The title of this post may or may not be already familiar to you, but it was new to me a few moments ago when I read it in this article on the aggressive behaviour of some charities.
The article, from as far back as June 2005, is an informed piece on “charity mugging” (hence the contraction, “chugging) — and I found it after Googling the words “charities” and “aggressive”. It succinctly outlines the need for charities to allow their supporters to feel valued and not undermine their sense of altruism (i.e. by making supporters feel that they are giving for the wrong reasons.) And judging by the television adverts and unsolicited mail with which we are continually bombarded, I think it fair to say that few have learned its lesson.
A case in point. My father recently made a donation to a UK cancer charity. It wasn’t huge, but it was planned to be another of his yearly donations.

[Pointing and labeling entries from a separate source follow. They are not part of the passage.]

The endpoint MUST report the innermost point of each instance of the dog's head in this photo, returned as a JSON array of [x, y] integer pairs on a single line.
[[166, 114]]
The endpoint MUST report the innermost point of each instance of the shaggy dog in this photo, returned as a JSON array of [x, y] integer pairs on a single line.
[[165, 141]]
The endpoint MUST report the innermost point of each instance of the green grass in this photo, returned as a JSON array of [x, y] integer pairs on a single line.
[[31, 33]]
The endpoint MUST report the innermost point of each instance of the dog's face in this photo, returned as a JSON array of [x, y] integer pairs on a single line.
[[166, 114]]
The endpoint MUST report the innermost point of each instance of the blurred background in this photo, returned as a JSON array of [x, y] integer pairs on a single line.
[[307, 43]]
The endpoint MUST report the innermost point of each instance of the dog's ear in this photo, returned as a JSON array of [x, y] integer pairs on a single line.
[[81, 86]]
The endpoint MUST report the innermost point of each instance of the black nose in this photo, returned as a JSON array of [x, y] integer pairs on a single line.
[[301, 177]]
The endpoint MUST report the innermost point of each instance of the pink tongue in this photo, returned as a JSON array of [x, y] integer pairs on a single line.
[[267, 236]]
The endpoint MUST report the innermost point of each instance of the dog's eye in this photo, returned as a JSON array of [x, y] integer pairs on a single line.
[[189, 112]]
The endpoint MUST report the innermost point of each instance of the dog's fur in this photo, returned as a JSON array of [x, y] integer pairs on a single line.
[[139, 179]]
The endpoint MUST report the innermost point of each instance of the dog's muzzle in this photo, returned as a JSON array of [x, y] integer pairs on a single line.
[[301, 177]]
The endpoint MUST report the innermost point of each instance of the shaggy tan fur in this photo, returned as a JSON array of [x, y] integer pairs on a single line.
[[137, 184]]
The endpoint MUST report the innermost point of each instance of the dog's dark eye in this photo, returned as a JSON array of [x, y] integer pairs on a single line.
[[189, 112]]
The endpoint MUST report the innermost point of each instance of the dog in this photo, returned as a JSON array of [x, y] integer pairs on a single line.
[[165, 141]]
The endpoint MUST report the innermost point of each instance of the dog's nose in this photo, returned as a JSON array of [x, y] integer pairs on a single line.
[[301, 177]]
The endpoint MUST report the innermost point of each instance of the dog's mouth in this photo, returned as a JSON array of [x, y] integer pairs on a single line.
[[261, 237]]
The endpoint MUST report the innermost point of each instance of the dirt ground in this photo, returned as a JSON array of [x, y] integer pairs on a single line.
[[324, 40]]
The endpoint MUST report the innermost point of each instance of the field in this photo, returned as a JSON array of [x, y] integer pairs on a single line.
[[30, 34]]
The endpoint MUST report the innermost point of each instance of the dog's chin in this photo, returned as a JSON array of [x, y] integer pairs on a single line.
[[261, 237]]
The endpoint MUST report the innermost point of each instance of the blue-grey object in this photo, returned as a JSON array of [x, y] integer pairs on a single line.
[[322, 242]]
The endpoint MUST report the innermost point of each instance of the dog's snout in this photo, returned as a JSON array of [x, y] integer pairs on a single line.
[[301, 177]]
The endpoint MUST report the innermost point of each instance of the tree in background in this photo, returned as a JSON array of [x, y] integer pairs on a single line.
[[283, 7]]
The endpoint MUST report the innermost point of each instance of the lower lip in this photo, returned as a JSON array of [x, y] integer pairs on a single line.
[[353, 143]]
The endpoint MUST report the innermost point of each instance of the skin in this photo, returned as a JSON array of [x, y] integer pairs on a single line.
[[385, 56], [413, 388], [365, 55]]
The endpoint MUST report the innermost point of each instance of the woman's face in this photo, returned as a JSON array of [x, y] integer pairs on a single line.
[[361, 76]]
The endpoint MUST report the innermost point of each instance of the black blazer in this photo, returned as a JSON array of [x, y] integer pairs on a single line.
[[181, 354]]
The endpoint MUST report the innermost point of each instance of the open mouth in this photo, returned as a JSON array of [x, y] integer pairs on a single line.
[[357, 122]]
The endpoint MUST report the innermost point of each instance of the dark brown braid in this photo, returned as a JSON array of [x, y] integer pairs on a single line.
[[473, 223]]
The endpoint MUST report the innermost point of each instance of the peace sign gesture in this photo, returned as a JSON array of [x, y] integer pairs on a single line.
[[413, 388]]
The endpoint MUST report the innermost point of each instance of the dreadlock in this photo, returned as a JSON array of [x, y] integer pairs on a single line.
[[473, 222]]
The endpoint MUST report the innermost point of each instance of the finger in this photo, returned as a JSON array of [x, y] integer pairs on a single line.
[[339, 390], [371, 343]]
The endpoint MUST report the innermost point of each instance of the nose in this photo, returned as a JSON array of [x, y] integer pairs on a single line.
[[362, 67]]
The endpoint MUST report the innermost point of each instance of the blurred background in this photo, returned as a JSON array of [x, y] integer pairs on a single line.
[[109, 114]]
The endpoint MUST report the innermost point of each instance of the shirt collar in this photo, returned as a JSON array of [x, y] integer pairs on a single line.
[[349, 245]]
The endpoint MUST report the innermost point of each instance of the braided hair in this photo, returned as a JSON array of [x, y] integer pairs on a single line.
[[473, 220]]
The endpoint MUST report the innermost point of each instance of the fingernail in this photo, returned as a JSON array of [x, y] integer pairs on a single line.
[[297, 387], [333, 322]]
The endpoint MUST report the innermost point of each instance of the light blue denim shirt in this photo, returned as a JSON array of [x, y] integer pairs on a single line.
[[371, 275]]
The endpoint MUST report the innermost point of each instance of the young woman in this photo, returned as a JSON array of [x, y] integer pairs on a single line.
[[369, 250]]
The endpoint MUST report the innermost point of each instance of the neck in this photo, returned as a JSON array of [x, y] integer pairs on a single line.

He sent off the cheque and forgot all about it until, a few weeks later, he received a thank you. Nice. So what’s your point, Gary? I hear you ask. Well, you see, this wasn’t just a thank you. Oh, no. It was also a request.
A request for more money.
Now don’t get me wrong. I’m highly sympathetic towards charities. They have to struggle for every penny in an increasingly demanding environment. But this is just unacceptable. It’s up there with the emotional bribery of the children’s charity ads on television and the charity circular with the deformed face of a child on the envelope that fell through our letterbox this morning.
So, if you are a charity board member, worker, publicist etc, do the genuine cause you represent a favour and take the wise advice of Dr. Farsides:
“It’s like any other relationship. If you get your own way only by nagging, threatening or pleading, other people will eventually help you only when they feel they have to. They also will not like you very much. On the other hand, if you show warm appreciation for someone who voluntarily helps you, you will have a friend for life.”